De Kock, playing his first game of the season after Rohit had to sit out with an injury, opened with countrymate Ryan Rickelton, who had been preferred to de Kock till this game, and slammed 112 not out in 60 balls – only the second century this IPL season – hitting eight fours and seven sixes. Aaron Finch put the freedom with which de Kock batted down to being “pretty content with his career” and not really being in a race to prove himself.
“The difference between Quinton De Kock and somebody else coming in in that position, where you’ve been sitting on the bench, is that he’s probably pretty content with his career,” Finch said on ESPNcricinfo’s TimeOut show. “He’s thinking, you know what, I’m going to be back-up to Ryan Rickelton most likely. He gets an opportunity when Rohit gets injured. So he comes in and he’s just relaxed, he’s calm. His heart rate doesn’t seem to be above 60 too often. Nothing seems to faze him.
“So that just goes to show a guy who’s really at peace with where his career’s at compared to somebody else who might think, you know what, I need to get runs today to maybe get another opportunity. So he’s able to be a bit more free-flowing and just back his skill and not get too overawed by that situation or what’s down the track.”
De Kock, now 33, reversed his decision to retire from ODI cricket in September 2025. He had quit Test cricket already, and while he had never officially retired from T20Is, he had not been picked by South Africa for a while after the 2024 T20 World Cup. Then in November 2021, de Kock was back in the South Africa T20I squad, and Rickelton had to make way. And then he was playing at the T20 World Cup earlier this year, even though he was well off his best.
Now, at MI, it’s Rickelton vs de Kock again.
“You didn’t ask me that question when Ryan got that 80 [81] against KKR,” Mahela Jayawardene, the MI head coach, said with a smile when asked after the loss to PBKS why Rickelton and why not de Kock. “These are the margins that we play [with]. I still feel that we are making the right decisions at the right time and going through… yeah, I mean, it’s good to have that competition within the group as well. There’s nothing wrong in that. And once the guys put their hand up and acknowledge those, you know, then we will have a look at it. So it’s good to have that.

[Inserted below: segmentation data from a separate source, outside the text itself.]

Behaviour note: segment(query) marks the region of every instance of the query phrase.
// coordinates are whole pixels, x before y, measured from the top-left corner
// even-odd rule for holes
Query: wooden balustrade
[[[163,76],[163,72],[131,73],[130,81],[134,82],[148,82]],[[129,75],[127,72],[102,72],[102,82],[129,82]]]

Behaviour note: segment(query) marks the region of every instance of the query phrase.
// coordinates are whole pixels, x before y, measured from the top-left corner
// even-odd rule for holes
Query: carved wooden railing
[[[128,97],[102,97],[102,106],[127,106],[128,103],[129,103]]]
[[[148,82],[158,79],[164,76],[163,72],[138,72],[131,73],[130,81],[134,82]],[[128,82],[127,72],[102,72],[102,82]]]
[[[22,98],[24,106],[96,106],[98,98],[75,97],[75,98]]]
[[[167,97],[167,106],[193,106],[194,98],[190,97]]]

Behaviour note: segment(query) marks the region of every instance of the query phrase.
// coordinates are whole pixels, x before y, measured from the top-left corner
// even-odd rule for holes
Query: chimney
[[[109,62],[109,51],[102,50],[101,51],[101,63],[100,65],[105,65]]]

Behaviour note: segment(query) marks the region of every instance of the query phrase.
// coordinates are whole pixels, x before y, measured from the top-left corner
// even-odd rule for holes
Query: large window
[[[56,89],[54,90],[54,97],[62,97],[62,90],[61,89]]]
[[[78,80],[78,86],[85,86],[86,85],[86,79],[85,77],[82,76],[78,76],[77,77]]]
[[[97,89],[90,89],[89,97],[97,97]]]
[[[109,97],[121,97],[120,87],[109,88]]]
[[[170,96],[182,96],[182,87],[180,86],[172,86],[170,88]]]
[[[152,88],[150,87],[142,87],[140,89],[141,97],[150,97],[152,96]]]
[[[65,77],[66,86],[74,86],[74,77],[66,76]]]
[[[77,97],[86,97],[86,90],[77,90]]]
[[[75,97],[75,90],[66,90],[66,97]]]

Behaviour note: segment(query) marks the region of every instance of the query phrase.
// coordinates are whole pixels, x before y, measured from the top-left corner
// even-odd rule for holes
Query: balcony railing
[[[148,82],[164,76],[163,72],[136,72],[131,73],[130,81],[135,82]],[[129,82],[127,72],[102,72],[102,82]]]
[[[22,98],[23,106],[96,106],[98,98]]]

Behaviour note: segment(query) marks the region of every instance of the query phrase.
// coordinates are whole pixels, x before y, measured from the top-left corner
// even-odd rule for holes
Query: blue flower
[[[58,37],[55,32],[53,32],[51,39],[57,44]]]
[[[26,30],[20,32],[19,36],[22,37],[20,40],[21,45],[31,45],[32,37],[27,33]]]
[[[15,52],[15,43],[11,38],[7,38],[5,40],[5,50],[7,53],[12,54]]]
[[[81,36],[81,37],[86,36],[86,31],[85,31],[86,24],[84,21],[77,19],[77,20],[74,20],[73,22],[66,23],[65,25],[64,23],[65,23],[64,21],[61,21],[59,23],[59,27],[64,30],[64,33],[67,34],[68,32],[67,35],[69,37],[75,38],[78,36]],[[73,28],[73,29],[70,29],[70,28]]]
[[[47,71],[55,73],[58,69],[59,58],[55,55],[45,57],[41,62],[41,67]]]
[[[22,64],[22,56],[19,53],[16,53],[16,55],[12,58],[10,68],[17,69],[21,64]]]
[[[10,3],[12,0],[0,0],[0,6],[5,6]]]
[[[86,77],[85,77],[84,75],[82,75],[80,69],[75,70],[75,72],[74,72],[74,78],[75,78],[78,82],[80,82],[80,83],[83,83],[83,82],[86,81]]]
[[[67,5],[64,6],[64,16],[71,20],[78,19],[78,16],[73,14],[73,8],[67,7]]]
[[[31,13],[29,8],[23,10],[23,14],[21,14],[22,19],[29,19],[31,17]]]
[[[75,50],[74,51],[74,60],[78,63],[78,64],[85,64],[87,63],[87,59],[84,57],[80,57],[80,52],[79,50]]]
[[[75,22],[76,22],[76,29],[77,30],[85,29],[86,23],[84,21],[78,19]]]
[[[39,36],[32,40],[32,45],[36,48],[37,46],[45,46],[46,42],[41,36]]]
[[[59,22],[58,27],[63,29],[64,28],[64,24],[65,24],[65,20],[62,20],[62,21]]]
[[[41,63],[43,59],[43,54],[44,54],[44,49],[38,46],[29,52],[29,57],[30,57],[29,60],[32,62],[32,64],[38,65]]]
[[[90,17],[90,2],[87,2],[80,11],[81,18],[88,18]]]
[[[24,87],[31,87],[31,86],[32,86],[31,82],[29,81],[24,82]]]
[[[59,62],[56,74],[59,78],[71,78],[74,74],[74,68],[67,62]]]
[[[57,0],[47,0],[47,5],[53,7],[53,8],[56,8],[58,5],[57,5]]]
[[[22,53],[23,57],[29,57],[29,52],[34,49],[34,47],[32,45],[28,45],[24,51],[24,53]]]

“From the first game, you guys asked me: why Ryan, why not Quinny? And there was a reason for it. And when the time was right, we played Quinny and he patiently waited like a good pro and he executed a brilliant innings. It’s great to have that, early doors. We need everyone to be firing like that and have that hunger out there in the middle.”
Rickelton, for the record, has entered double-digits just once since that innings against KKR.
De Kock’s 112, off exactly half the balls in the MI innings, wasn’t even enough to take MI past 200, with Naman Dhir’s 50 from No. 4 at a strike rate of 161.29 – de Kock scored at 186.66 – and Hardik Pandya’s 12 the only other double-digit scores. In the last four overs of their innings, MI only scored 35 runs. De Kock faced ten of those balls and scored just 17 runs. The momentum was lost, but de Kock was responsible for taking them to that point to start with.
“They lost a couple of wickets up front – Rickelton and Suryakumar Yadav – and for the other opener, the experienced one, it’s hard to take on the bowler straightaway because you feel as a batter that I need to play bat deep to get that big score on the board,” Piyush Chawla said. “But he didn’t let the run rate, you know, go down a bit. He was always there. Whenever the ball was there, he was taking his chances.
“He was playing those big shots and putting pressure on the bowlers most of the time. So that was a really key thing for me in this particular innings.”